Created on 7 May 2020 · 10Comments · Source: PyTorchLightning/pytorch-lightning

Hi there,
thanks for the great library (I am using 0.7.5.). I am not following the bug report template as I'm not sure this is indeed a bug, or simply I cannot understand how early stopping is implemented. My code looks as follows:

    early_stop_callback = EarlyStopping(
        monitor='val_acc',
        min_delta=0.0,
        patience=80,
        verbose=True,
        mode=self.mode
    )

    trainer = Trainer(
        early_stop_callback=early_stop_callback,
        auto_select_gpus=True,
        max_epochs=200,
        terminate_on_nan=True,
        show_progress_bar=True,
        fast_dev_run=False,
        gpus=1
    )

As I understand it, the model should perform early stopping after AT LEAST 80 epochs have passed without improvement on the validation accuracy. However, in my case, early stopping happened at epoch 75. Is this how it should be?

As I said, I am not sure this is actually a bug or a choice (perhaps early stopping is implemented at the batch level?). If it is indeed a bug, I will work a reproducible example. Thank you!

bug / fix help wanted

Source

marcopodda

👍5 👀1

Most helpful comment

It is definitely a bug. I discovered that EarlyStopping.on_epoch_end is executed twice within one epoch, meaning that patience=160 should solve your issue temporarily.

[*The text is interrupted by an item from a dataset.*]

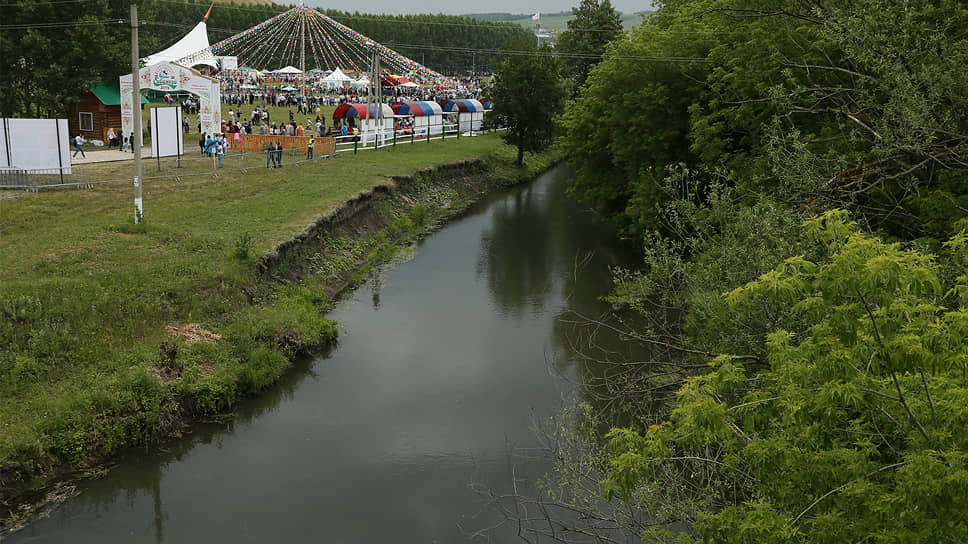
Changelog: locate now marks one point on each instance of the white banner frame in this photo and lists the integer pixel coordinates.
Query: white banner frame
(165, 76)
(167, 134)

In the file training_loop.py:
First call:

            if self.fast_dev_run or should_check_val:
                self.run_evaluation(test_mode=self.testing)
                self.call_checkpoint_callback()
                self.call_early_stop_callback()

Second call:

                # TODO wrap this logic into the callback
                if self.enable_early_stop:
                    if (met_min_epochs and met_min_steps) or self.fast_dev_run:
                        should_stop = self.early_stop_callback.on_epoch_end(self, self.get_model())
                        # stop training
                        stop = should_stop and met_min_epochs
                        if stop:
                            self.run_training_teardown()
                            return

mateuszpieniak on 7 May 2020

👍5

All 10 comments

Hi! thanks for your contribution!, great first issue!

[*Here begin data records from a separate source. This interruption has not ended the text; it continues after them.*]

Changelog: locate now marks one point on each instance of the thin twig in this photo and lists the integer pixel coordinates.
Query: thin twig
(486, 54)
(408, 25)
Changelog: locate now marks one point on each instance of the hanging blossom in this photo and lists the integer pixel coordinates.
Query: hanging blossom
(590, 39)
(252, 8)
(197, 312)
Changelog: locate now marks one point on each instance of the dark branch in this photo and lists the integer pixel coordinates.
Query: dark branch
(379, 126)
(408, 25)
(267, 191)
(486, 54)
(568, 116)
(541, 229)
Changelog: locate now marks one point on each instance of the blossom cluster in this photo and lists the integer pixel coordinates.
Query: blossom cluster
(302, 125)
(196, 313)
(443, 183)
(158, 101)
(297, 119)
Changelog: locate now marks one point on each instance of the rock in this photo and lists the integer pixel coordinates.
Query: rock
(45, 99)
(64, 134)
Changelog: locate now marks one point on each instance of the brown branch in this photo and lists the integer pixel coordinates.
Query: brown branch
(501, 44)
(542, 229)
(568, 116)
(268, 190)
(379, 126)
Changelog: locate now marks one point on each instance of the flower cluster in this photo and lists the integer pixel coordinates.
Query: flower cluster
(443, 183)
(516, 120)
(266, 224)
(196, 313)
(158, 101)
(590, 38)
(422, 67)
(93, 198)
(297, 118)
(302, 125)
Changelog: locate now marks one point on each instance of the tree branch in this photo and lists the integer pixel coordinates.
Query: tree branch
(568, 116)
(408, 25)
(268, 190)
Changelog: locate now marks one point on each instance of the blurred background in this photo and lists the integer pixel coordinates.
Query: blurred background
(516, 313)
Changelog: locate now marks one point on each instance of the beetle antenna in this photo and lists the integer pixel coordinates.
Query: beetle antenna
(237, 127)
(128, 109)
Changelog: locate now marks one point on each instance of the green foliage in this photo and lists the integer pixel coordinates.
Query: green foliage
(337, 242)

github-actions[bot] on 7 May 2020

I would expect that it should iterate for _at least 80 epochs_, too. So to me, it looks like a bug or some kind of unexpected behavior. Would be great to figure it out!

devforfu on 7 May 2020

Ok then, I'll work out some notebook to see if I can reproduce.

marcopodda on 7 May 2020

Thanks @mateuszpieniak
Here is a working example. As you can see, it stops at epoch 41 even though patience is set to 80.
https://github.com/marcopodda/pl-es-example/blob/master/ES%20example.ipynb

marcopodda on 7 May 2020

It is definitely a bug. I discovered that EarlyStopping.on_epoch_end is executed twice within one epoch, meaning that patience=160 should solve your issue temporarily.

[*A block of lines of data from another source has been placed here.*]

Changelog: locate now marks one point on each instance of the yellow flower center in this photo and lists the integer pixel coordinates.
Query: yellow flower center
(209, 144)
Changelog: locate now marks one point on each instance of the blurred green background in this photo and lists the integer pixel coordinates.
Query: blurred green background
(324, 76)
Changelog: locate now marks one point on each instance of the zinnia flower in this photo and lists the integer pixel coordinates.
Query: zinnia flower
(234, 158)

In the file training_loop.py:
First call:

            if self.fast_dev_run or should_check_val:
                self.run_evaluation(test_mode=self.testing)
                self.call_checkpoint_callback()
                self.call_early_stop_callback()

Second call:

                # TODO wrap this logic into the callback
                if self.enable_early_stop:
                    if (met_min_epochs and met_min_steps) or self.fast_dev_run:
                        should_stop = self.early_stop_callback.on_epoch_end(self, self.get_model())
                        # stop training
                        stop = should_stop and met_min_epochs
                        if stop:
                            self.run_training_teardown()
                            return

mateuszpieniak on 7 May 2020

👍5

I upgraded to the bleeding edge version yesterday and can confirm that this started happening to me too. I didn't have an issue before I upgraded (I think I was on 0.7.3 before?)